North America is 'dripping' into the Earth's mantle


An ancient slab of Earth's crust buried deep beneath the US Midwest is sucking large chunks of North America into the mantle. The gravitational pull of the slab creates giant "droplets" that hang on the underside of the continent and extend to a depth of 640 km inside the mantle. These droplets lie beneath an area spanning from Michigan to Nebraska and Alabama, but their existence appears to be affecting the entire continent, Live Science reported on April 2.
The drip zone looks like a large funnel, with rocks across North America being pulled horizontally toward it before being sucked down. As a result, much of North America lost material from beneath the crust. "A large area of land is going through a thinning process," said Junlin Hua, a geoscientist conducting research at the University of Texas (UT) at Austin. "Fortunately, we also know the mechanism that drives this thinning process."
Nhóm nghiên cứu nhận thấy các giọt là kết quả từ lực kéo hướng xuống của một khối vỏ đại dương vỡ ra từ mảng kiến tạo cổ đại mang tên mảng Farallon. Mảng Farallon và mảng Bắc Mỹ từng hình thành đới hút chìm dọc vùng ven biển phía tây lục địa, trong đó mảng Farallon chìm bên dưới mảng Bắc Mỹ và tái chế vật chất của nó thành lớp phủ. Mảng Farallon vỡ ra do sự xô đẩy của mảng Thái Bình Dương cách đây 20 triệu năm và những phiến đá sót lại chìm bên dưới mảng Bắc Mỹ dần dần trôi dạt đi.
One of these slabs now straddles the boundary between the mantle and lower mantle transition zone at a depth of 660 km beneath the Midwest. Named the "Farallon slab" and first photographed in the 1990s, this piece of ocean crust is responsible for the "craton thinning" process, according to research published March 28 in the journal Nature Geoscience. Craton thinning is the process of gradually thinning the continental crust and upper mantle of the Earth almost intact over billions of years. Despite that stability, the craton can undergo many changes, but this has never been observed because of the enormous geologic time scales involved.

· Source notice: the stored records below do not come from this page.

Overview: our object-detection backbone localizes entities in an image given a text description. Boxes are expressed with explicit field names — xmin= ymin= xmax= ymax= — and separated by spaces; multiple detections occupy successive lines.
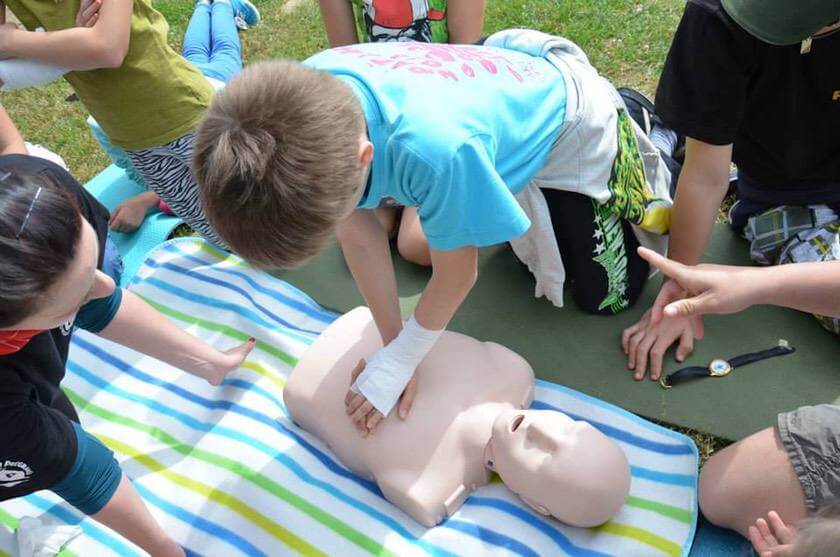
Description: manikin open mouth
xmin=510 ymin=414 xmax=525 ymax=433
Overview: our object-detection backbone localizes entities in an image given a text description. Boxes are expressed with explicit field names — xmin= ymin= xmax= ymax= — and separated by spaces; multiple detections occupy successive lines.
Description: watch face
xmin=709 ymin=360 xmax=732 ymax=377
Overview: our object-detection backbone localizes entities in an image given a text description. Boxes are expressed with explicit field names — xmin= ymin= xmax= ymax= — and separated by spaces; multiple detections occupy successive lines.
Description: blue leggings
xmin=183 ymin=2 xmax=242 ymax=83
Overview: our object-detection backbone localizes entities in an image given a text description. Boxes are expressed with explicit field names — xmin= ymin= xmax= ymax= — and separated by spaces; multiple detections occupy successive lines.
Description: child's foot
xmin=225 ymin=0 xmax=261 ymax=31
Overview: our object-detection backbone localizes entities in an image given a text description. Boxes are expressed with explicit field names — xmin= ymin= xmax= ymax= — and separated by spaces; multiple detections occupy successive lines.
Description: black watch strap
xmin=659 ymin=366 xmax=709 ymax=389
xmin=659 ymin=340 xmax=796 ymax=389
xmin=729 ymin=340 xmax=796 ymax=368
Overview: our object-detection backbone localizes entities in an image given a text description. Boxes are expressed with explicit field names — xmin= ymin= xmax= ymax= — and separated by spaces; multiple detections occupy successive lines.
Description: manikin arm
xmin=99 ymin=290 xmax=256 ymax=385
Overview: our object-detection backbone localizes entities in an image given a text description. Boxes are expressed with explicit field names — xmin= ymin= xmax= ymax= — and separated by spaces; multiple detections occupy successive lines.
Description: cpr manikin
xmin=283 ymin=308 xmax=630 ymax=526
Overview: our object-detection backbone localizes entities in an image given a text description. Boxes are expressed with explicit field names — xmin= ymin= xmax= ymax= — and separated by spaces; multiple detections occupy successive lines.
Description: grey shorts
xmin=778 ymin=404 xmax=840 ymax=513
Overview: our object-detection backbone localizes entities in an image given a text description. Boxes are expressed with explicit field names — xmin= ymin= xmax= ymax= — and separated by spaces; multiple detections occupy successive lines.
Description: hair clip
xmin=15 ymin=187 xmax=44 ymax=240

This is the first time researchers have recorded the process of thinning of the craton taking place. The discovery was made possible by a broader project led by Hua to map the structure beneath North America, using a high-resolution seismic imaging technique called "full-waveform inversion." This technique uses different types of seismic waves to extract all available information about underground physical parameters. To test the results, the research team simulated the impact of the Farallon slab on the upper craton using computer models. A drip zone forms when the slab is present, but disappears when the slab is absent, helping to hypothetically confirm at least one sinking slab pulling rocks across a large area into the Earth's interior.
The trickle-down process beneath the Midwest will not lead to changes on the ground in the near term. The process may even stop as the Farallon slab sinks deeper into the lower mantle and its influence on the craton diminishes.